Our first test writes 4KB in a completely random pattern over an 8GB space of the drive to simulate the sort of random access that you'd see on an OS drive (even this is more stressful than a normal desktop user would see). I perform three concurrent IOs and run the test for 3 minutes. The results reported are in average MB/s over the entire time. We use both standard pseudo randomly generated data for each write as well as fully random data to show you both the maximum and minimum performance offered by SandForce based drives in these tests. The average performance of SF drives will likely be somewhere in between the two values for each drive you see in the graphs. For an understanding of why this matters, read our original SandForce article.
Random read performance is strong and nearly on par with the M5 Pro. However, at queue depth of 3 there is no substantial benefit from the increased parallelism with eight channels, hence the M5M is able to keep up.

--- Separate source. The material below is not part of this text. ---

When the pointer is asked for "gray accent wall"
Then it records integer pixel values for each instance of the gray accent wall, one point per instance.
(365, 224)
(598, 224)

Random write speed at lower queue depths has never been Plextor's biggest advantage and the M5M is no exception. The performance is not terrible but it's behind compared to many of the other today's high-end SSDs. However, at higher queue depths the performance raises to a level similar to other SSDs:
Sequential Read/Write Speed
To measure sequential performance I ran a 1 minute long 128KB sequential test over the entire span of the drive at a queue depth of 1. The results reported are in average MB/s over the entire test length.
Sequential write speed is slightly lower than what you get with all eight channels populated, but the difference isn't dramatic.
AS-SSD Incompressible Sequential Performance
The AS-SSD sequential benchmark uses incompressible data for all of its transfers. The result is a pretty big reduction in sequential write speed on SandForce based controllers.